Mohammad Badrul Ahsan

If a cat has nine lives, Hussein Muhammad Ershad has many more, because the former military dictator-cum-born-again-populist is back in the news. He has an enviable way of making it happen, perhaps the only living politician in this country who is comparable to Harry Houdini, the legendary magician, who specialised in tricks and escapes.

Ershad can be locked in handcuffs and leg-irons, and then nailed into a crate. The crate can be roped and weighed down with two hundred pounds of political embarrassment before being lowered into a lake of shame. Bet your money, he will escape sooner than you thought.

It is amazing how it has always worked in his favour, except for that one time when he had to land in jail. Remember 2006 when politicians from both sides of the political divide were courting him? Remember how the course of events precipitated over his participation in the national election? Sixteen years after his ouster, he was still the main man in a political madness that brought another madness called One Eleven.

This one time Ershad is back as an anti-climax. The High Court has rendered the 7th amendment of the constitution, making his power grab illegal, an offense punishable by law that doesn't exist yet. This embarrassment comes when he is a part of the government and his brother is a cabinet minister. God works in mysterious ways. A blow from friends hurts more than ten from enemies. Touché!

Is Ershad going to stand in the dock for it? I do not think so. The great escape artist will prove again that no trap is hard for him to escape. He has friends in the right places and years of political plumbing has made him adept at digging out of any hole. Rest assured he is going to get out again.

The former strongman is likely to be in the news longer than he thought. The families of victims killed in mass uprising against him are planning to sue him. Even the student leaders of the '90s movement are asking for his trial. If these things happen as and when they happen, I am convinced, as he must be, that the clamour is going to die down after sometime. In his life as a political turncoat, he has learned that there is nothing that can't be overcome given a little time and the short memory of our people.

So, Ershad is going to do it again. He is already saying that he has accepted the court verdict, claiming in the same breath that it is not sufficient to put him on trial. The parliament has to pass the law before the long hand of justice can touch him. And this is where he is comfortable. He knows there will be many a slip between the cup and the lip. He also knows it is easier said than done. Trying him is going to be a trying thing.

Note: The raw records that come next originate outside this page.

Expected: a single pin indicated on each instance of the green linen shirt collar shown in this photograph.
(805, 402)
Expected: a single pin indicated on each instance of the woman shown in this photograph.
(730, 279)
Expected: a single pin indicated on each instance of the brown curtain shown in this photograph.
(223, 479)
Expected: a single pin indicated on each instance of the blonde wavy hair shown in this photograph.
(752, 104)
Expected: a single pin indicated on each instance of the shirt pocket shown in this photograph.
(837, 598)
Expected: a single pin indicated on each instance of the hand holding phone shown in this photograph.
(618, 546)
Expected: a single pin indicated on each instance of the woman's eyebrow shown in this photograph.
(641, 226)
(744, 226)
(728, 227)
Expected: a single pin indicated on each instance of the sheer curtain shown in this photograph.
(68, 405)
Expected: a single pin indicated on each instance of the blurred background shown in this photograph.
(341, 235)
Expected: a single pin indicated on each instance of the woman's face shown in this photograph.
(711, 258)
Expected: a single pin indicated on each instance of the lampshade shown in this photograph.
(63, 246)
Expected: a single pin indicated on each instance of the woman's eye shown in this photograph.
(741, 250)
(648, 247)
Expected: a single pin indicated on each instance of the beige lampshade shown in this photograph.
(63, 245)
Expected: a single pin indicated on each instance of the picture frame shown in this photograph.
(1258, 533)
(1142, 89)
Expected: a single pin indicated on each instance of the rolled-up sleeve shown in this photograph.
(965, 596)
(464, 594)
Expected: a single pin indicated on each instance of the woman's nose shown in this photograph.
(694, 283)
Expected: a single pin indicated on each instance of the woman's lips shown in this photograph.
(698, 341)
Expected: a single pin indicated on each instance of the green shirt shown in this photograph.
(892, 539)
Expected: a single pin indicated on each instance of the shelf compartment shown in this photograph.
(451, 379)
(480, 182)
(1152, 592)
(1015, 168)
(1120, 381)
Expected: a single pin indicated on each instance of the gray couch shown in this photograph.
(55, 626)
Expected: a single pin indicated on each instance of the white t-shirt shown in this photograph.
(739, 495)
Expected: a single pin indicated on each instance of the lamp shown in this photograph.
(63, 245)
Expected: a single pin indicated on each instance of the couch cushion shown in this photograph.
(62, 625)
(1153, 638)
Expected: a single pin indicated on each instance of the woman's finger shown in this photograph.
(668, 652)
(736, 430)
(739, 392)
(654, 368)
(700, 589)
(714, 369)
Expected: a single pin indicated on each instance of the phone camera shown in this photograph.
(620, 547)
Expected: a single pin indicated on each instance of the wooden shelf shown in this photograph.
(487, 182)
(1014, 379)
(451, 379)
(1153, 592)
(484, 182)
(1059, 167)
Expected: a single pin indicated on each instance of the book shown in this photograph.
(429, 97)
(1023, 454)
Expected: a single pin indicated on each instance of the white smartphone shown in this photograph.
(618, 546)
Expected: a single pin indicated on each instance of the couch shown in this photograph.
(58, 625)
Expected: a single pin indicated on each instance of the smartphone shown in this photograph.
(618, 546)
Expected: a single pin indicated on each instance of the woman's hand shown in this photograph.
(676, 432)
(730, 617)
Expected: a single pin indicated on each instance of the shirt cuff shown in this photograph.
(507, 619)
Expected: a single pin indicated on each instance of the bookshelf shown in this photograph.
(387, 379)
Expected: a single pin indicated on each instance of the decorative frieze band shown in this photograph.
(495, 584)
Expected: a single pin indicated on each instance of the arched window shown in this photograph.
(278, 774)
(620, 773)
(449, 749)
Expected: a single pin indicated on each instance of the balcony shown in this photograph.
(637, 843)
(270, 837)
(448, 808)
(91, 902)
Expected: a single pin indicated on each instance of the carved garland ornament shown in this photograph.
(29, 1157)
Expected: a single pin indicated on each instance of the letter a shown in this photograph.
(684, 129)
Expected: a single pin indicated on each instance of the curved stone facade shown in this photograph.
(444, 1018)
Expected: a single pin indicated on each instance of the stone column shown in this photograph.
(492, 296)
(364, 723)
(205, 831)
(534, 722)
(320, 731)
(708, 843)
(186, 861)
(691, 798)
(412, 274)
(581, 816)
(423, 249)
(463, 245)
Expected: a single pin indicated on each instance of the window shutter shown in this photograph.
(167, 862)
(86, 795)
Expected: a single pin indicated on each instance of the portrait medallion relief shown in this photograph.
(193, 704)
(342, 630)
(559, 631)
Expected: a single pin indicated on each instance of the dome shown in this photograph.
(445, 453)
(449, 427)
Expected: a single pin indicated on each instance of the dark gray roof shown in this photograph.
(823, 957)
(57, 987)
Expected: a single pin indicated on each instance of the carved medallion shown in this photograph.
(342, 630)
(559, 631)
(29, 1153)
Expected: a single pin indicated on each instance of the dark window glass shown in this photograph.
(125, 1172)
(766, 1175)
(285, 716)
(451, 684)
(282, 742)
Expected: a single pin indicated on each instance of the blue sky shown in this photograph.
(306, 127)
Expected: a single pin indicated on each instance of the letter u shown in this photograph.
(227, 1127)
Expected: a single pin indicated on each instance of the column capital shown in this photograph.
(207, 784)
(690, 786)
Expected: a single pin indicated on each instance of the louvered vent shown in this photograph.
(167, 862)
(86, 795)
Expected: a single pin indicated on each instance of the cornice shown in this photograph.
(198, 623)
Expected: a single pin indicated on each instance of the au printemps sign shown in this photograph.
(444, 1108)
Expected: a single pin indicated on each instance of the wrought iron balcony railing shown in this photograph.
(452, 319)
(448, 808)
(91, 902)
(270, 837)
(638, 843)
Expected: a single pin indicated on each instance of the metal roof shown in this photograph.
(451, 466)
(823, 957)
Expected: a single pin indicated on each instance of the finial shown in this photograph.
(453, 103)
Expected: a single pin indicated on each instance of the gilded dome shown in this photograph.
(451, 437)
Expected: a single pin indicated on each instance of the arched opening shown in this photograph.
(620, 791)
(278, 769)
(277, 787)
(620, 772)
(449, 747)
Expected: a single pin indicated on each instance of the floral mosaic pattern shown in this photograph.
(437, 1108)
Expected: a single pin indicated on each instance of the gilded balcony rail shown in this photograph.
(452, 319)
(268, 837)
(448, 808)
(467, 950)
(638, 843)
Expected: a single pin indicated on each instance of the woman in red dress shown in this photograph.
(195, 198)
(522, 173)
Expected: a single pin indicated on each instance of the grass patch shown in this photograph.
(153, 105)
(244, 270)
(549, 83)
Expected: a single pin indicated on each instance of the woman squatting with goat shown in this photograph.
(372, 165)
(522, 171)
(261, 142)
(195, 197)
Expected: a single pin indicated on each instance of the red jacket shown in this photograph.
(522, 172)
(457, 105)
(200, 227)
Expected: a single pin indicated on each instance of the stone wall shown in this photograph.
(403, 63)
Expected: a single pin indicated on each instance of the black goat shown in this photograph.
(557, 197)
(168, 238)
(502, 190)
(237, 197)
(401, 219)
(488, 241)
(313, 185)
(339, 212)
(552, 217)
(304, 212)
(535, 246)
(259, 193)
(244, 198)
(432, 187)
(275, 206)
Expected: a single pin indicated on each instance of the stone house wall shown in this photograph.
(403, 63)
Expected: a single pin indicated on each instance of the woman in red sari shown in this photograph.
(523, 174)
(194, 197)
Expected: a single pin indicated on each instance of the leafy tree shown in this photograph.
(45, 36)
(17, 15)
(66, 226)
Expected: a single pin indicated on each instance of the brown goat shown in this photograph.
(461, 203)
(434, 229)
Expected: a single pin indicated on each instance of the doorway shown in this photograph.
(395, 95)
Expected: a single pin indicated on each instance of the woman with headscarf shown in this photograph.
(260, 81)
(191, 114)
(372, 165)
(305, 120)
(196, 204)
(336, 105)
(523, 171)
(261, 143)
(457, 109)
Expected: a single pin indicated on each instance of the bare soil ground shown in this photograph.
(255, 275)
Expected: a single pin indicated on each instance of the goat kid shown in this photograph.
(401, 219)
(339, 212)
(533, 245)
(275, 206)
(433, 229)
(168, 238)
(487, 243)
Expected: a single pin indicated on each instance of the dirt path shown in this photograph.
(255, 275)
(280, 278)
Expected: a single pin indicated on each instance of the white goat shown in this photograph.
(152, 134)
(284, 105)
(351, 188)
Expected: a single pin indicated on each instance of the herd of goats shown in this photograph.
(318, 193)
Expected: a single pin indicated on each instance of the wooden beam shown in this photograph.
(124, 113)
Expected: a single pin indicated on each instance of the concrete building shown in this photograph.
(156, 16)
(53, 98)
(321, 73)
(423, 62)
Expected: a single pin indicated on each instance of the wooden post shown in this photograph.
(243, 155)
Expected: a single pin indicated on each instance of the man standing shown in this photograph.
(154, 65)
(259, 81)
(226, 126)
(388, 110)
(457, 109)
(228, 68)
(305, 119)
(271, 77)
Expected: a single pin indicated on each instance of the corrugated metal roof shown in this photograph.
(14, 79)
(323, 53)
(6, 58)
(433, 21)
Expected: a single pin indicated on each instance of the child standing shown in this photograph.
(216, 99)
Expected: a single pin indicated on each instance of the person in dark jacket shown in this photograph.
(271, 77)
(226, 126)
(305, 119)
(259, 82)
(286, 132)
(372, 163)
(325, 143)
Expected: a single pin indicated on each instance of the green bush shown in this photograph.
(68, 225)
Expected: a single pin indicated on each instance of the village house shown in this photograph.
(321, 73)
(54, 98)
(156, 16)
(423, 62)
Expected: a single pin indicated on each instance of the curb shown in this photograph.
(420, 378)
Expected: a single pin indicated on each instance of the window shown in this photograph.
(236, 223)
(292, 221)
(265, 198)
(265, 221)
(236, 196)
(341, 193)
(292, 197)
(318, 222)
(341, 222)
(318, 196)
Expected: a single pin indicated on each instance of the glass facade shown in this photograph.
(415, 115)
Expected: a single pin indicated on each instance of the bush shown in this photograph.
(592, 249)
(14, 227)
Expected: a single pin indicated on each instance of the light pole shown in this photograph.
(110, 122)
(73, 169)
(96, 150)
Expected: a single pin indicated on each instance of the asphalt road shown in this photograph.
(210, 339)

I say it because life never rights all the wrongs. Augusto Pinochet was put under house arrest fourteen years after he stepped down as president of Chile in 1990, the same year Ershad was toppled in this country. Pinochet had around 300 criminal charges pending against him, but he slipped the iron hand of justice when he died in 2006. Pol Pot, the Cambodian monster, died in his jungle hideout, before he could be captured and brought to justice. Adolf Hitler took his own life to escape the ordeals of trial and conviction.

Destiny, of course, has a hand in it, and maturity is when one realises that life doesn't always balance its book. The killer of one human being is a murderer, few more is a serial killer, and many times more is a mass murderer. But a dictator is someone who has no limits. One estimate has it that the number of people killed or disappeared under Pinochet's watch ranged from 5,000 to 30,000. Hitler is responsible for 20-25 million deaths, Stalin for 20-60 million and Mao Zedong for 40-72 million.

In comparison, Ershad the autocrat was an angel. He is responsible only for a handful of deaths -- students who were crushed under a speeding truck and others cut down by bullets fired by his henchmen. He built many roads, raised many buildings, and composed many poems. He did all of these by appeasing anyone who wanted to oppose him.

Trial or no trial, Hussein Muhammad Ershad is guilty on two counts. He seized the power of this country, less serious of his two offenses. More serious is how he popularised appeasement -- the seedbed of corruption in this country. He is a Teflon man.

Nothing sticks to Teflon. No criticism sticks to Ershad. But the fact remains that he gave us enough rope so that we could hang ourselves.